Rocky Mountains' Subalpine Forests to Lose CO2 Storage Ability as Climate Warms
Researchers found that increases in rainfall did not make up for decreases in water from spring snowmelt. Photo: Kjell Olsen via flickr.
You still sometimes hear the assertion that as the planet warms longer growing seasons will actually increase CO2 absorption ability of plants and thereby suck more greenhouse gases out of the air. Well, forget about it. At least when it comes to subalpine forests such as those found throughout the Rocky Mountains. That's what new research from University of Colorado, Boulder shows:CU-Boulder's Jia Hu, working with Cooperative Institute for Research in Environmental Sciences fellow Russell Monson, found that smaller spring snowpacks likely to occur with warmer average temperatures did extend the growing season, they also reduced snowmelt to the point that it will reduce the amount of water available to trees later in the season. Hu found that increases in rainfall under warmer climate were unable to make up for the lower water availability caused by decreased spring runoff.
These water-stressed trees are less able to convert CO2 into biomass. Additionally, these trees are more susceptible to forest fire and infestations by beetles.
Spring Snowmelt More Important Than Summer Rains
Interestingly, Hu and Monson found that even as late as September and October, 60% of water in stems and needles of subalpine trees in Colorado's Front Range could be traced back to spring snowmelt.
Will Carbon Storage Increases Elsewhere Be Enough?

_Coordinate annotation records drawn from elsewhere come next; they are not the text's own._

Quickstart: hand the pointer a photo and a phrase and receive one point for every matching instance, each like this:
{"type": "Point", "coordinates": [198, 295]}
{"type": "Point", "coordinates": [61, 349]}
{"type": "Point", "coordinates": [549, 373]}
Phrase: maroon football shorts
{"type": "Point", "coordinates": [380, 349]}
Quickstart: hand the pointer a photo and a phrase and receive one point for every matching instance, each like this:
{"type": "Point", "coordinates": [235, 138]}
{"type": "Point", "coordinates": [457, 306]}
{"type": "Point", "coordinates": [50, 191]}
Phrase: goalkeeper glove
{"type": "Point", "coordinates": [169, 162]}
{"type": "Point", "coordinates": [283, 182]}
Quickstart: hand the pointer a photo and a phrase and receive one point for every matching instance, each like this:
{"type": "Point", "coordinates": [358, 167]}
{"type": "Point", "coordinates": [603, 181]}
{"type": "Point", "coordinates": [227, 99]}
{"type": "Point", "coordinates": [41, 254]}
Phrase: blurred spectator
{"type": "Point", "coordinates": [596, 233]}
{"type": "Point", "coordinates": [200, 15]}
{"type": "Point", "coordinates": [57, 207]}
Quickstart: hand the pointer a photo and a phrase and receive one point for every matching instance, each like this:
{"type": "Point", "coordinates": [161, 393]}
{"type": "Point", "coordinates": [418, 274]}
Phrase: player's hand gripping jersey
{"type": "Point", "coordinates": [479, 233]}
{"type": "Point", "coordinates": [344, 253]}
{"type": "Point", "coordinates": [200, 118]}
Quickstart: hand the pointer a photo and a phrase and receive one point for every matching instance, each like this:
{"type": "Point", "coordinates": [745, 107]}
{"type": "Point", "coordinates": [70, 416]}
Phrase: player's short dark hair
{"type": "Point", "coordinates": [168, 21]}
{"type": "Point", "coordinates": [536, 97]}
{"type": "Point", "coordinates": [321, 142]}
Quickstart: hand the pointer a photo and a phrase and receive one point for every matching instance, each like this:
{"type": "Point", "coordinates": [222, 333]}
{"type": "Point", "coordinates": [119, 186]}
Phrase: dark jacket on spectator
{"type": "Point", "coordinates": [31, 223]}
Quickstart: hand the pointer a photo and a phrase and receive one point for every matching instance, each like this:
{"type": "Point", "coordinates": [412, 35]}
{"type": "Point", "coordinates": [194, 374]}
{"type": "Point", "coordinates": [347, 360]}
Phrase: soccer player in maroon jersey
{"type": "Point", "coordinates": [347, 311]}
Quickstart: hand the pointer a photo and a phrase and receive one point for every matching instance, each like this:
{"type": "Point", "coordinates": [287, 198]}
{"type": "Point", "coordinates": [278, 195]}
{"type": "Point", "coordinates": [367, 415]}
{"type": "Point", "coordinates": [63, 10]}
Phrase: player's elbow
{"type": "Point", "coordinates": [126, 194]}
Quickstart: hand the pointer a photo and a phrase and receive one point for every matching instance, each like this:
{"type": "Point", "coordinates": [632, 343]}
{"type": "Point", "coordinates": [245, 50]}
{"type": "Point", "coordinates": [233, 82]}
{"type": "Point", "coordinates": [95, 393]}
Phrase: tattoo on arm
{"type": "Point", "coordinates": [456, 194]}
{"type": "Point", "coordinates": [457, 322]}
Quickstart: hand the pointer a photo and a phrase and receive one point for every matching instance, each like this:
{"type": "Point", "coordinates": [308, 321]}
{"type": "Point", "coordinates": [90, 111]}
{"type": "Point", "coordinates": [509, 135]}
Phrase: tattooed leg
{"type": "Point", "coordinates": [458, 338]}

Though the researchers did not make calculations as to what this would mean in terms of expected decreases in CO2 storage for the region, they did point out that some 70% of the western United States' carbon sink is subalpine forest.
Considering that other recent research has shown that aspen forests could get a big boost from increased atmospheric CO2, it's an open question whether these increases would offset decreases in subalpine forests' carbon storage ability.
The results of this research will be published in the February edition of Global Change Biology.